A single empty dexamethasone syringe lay on the table. Two remained. My heart sank.

The rhythmic ticking of the ceiling fan tapped out a lonely tempo above me. The piercing pain in my head was unlike anything I’d ever experienced. I lifted my hand to touch my eye, but Abbie stopped me. “Don’t.”

“Honey, are you—”

“They didn’t take anything.” She patted the corner of my head. “Easy, you’ll tear the glue.”

“Glue?”

She placed a cool rag on my face. “Superglue. We did our best but it’s not pretty.”

“We?”

Her voice lowered to a whisper. If he could hear us, he didn’t let on. “If he wanted to hurt us, he’d have done it by now. Once we got back here, he disappeared for a while, trying to find what’s left of the canoe.”

“And?”

“Gone.”

A quick mental inventory told me that we had the clothes on our backs, a shotgun, a revolver and the Pelican case.

I cracked a whisper, “Why did you give me one of the dex?”

She paused. “I wasn’t sure about the swelling in your head.”

“You should know better than to waste that on me.”

She pressed her fingers to my lips. “Sleep. We’ll talk later. Don’t worry.”

She laid alongside me, placing her head on my chest.

I reached across her, finding the patch. “How you doing?”

“I’m okay. We’ll work on me later.”

Sometime later, I woke to the smell of my own blood and the feel of a warm washcloth on my face.

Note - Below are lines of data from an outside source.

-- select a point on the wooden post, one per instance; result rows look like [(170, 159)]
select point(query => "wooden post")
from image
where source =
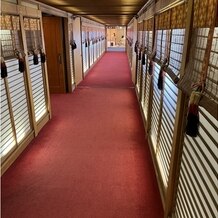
[(180, 123)]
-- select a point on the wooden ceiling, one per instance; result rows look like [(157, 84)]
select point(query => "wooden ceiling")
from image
[(108, 12)]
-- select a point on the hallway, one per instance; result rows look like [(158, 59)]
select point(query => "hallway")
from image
[(91, 160)]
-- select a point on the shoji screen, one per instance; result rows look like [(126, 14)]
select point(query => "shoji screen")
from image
[(15, 109), (85, 49), (139, 57), (70, 27), (169, 47), (197, 188), (148, 41), (34, 46)]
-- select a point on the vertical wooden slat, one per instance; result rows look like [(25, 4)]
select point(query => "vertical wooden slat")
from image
[(180, 122)]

The third time I woke it was dark and the pain in my head had morphed to a coming freight train. Complete with horn. Abbie and I were lying beside each other on what felt like two military cots. I groaned, a shadow crossed me and a large hand placed four pills into my palm. “It’s ibuprofen.” I stared into my hand, saw ten pills, swallowed them and then fought back the response to spew them across the porch. He leaned over me, a small flashlight wedged between his teeth. He shined the light into my eye several times, then clicked it off. “She wouldn’t let me take you to a hospital, or call the police, but you should go. You both should.” He paused. “But I got a feeling you already know that.”

Abbie’s hand found me beneath the blanket. She stretched it across my stomach, then searched higher, leaving it pressed flat across my heart.